Cookies have a way of doing their own thing in the oven. But this holiday season, we're saying goodbye to wayward edges and uneven browning thanks to a brilliant trick from baking extraordinaire Dorie Greenspan.

Greenspan, the author of countless cookbooks, including Dorie's Cookies, told Epicurious that she learned through trial and error that baking cookies in small metal ring molds are the best way to give them a clean, tailored look.

"Left to their own devices, cookies will spread, but here they had to grow in their tiny little homes and became crisper around the edges, which I loved," she explained.

One of Greenspan's friends discovered that muffin tins produce the same effect—this hooked the cookie guru to this technique.

"And once I started baking them in muffin tins, I couldn't stop," Greenspan told Epicurious. "Like ginger molasses cookies. They're delicious baked in balls, but they were crying out for the muffin-tin treatment. It's a really interesting way to change the texture."

Round Christmas Cookie
Kritchanut / Getty Images

How To Make Cookies in a Muffin Tin

Here's how to turn that old muffin tin into a cookie-making factory.

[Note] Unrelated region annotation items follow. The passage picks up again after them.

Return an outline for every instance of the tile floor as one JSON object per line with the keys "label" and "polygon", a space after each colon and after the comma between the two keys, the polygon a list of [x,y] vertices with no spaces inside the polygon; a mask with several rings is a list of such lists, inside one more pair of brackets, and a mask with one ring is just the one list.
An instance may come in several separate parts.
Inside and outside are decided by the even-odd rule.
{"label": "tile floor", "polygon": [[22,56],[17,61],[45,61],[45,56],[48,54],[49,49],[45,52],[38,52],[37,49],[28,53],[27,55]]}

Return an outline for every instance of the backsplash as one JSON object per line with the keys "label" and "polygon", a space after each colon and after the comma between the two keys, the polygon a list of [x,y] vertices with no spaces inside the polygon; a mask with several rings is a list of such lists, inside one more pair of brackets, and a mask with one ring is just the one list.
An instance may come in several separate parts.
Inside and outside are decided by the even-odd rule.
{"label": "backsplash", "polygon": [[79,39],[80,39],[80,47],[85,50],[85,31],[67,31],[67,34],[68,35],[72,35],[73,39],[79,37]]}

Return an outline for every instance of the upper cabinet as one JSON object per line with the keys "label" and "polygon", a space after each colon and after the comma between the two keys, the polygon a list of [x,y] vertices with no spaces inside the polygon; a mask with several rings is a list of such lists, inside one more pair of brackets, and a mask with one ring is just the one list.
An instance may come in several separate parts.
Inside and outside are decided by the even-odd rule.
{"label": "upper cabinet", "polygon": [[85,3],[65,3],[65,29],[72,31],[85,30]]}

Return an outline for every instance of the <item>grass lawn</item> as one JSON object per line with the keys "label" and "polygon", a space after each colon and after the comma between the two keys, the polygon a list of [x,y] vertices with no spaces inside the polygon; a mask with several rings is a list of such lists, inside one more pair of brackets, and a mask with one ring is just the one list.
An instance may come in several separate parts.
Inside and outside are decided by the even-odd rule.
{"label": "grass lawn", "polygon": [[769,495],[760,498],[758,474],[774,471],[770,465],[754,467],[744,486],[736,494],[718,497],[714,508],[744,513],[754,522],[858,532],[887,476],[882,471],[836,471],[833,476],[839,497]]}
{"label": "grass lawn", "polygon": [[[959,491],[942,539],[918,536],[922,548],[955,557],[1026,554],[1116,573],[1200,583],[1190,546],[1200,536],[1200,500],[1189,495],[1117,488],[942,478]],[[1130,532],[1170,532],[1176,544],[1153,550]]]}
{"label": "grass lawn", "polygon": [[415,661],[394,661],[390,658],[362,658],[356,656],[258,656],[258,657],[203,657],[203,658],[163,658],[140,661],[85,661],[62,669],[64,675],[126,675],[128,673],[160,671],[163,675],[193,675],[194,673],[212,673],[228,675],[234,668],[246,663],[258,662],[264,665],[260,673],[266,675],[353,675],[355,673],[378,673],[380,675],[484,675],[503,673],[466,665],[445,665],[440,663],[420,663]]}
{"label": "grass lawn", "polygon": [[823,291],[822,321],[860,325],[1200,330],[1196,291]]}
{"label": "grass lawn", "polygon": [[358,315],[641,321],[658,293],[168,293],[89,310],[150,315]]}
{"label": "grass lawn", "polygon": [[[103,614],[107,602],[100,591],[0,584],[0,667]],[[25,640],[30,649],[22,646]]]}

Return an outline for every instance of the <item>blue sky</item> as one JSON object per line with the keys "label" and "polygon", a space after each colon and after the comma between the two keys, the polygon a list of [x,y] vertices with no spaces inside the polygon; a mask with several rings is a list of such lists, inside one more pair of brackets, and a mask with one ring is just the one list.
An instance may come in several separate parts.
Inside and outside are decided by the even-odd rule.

  1. Scoop cookie dough with a standard two-tablespoon cookie scoop or spoon. Greenspan explained that most cookies already contain enough butter, so don't worry about buttering the muffin pan.
  2. Last but not least, use a little jar with plastic wrap to press down the surface of the dough.
  3. And then bake, letting the oven do the rest.
  4. Just be sure to check on them a little earlier than you're used to, as the edges could brown more quickly.

Flawless cookies, here we come!

Additional Methods for Making Perfectly Round Cookies

Chilling the Dough

Before baking, place the cookie dough in the refrigerator for at least 30 minutes to allow the butter to chill. This method is best for cookies that require a "drop" cookie technique (placing evenly sized blobs of dough on a cooking tray) so the butter or other fats do not soften too much before baking. The butter softens during mixing, increasing the likelihood of spreading while baking.

Shape the Dough After Baking

You can use a few things to shape the dough after baking, resulting in perfectly round cookies. Find a cookie cutter, glass, or round container slightly larger than the final cookie's shape. After removing the cookies from the oven, making sure they are still somewhat warm, use your round object to cover the entire cookie and gently twist it back and forth, helping to shape a round cookie. Try not to cut any part of the cookie away, but instead, use the swirling motion to mold the shape rather than cutting the cookie.

Shape the Dough Before Baking

To make perfectly round cookies, it helps to shape the dough before baking. One way to shape cookie dough is to roll it into one long, evenly thick log (similar to the pre-packaged cookie doughs you buy at grocery stores, which will help shape cookies. For "drop" cookie recipes, use a utensil (such as an ice cream scooper) to keep the dough the same size every time. After scooping the same amount of dough, take the extra step of rolling the cookie dough into smooth balls. This method works better for smooth doughs (sugar or snickerdoodle) but can also work for thicker doughs (chocolate chip) if you apply extra pressure when forming the balls.